Let me show some established terminology and notation to try to clarify
what you are doing. There is nothing below that can't be found in a basic
statistics textbook, but I have chosen what to say, hoping specifically
to clear up---in the most compact feasible way--some of the confusion in your question.

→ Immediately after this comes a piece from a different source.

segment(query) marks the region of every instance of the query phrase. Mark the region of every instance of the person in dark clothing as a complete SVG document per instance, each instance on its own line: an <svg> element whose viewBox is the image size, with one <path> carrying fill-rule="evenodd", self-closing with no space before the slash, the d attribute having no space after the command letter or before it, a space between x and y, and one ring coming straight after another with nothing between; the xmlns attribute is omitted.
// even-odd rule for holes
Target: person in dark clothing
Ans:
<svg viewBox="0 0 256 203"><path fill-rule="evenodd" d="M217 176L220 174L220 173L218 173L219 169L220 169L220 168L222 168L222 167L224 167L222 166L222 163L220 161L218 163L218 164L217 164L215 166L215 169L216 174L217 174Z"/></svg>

Population parameters and estimates from a sample. If $X_1, X_2, \dots, X_m$ is a random sample of size $m$ from a Population A
with distribution $\mathsf{Norm}(\mu_A, \sigma_a),$ then the population mean $\mu_A$ is estimated
by the sample mean $\bar X = \frac 1m \sum_{i=1}^m X_i = \hat \mu_A.$
Also, the population variance
$\sigma_A^2$ is estimated by the sample variance $S_X^2 = \frac{1}{m-1}\sum_{i=1}^m (X_i - \bar X)^2 = \widehat{\sigma_A^2}.$
If the population variance $\sigma_A^2$ is known, then
$$Z_A = \frac{\bar X_A - \mu_A}{\sigma_A/\sqrt{m}} \sim \mathsf{Norm}(0,1),$$
the standard normal distribution.
One-sample tests. If the population variance $\sigma_A^2$ is not known and is estimated by $S_X^2,$ then
$$T_A = \frac{\bar X_A - \mu_A}{S_X/\sqrt{m}} \sim \mathsf{T}(\nu=m-1),$$
Student's t distribution with $m - 1$ degrees of freedom. If $m$ is very large, so that $S_X^2$ estimates $\sigma_A^2$ very closely, then the distribution
$\mathsf{T}(\nu=m-1)$ is very closely approximated by $\mathsf{Norm}(0,1).$
The statistic $T_A$ can be used for one-sample tests and to make confidence intervals for $\mu_A,$ but your Question is about two-sample tests, so I will move on to that.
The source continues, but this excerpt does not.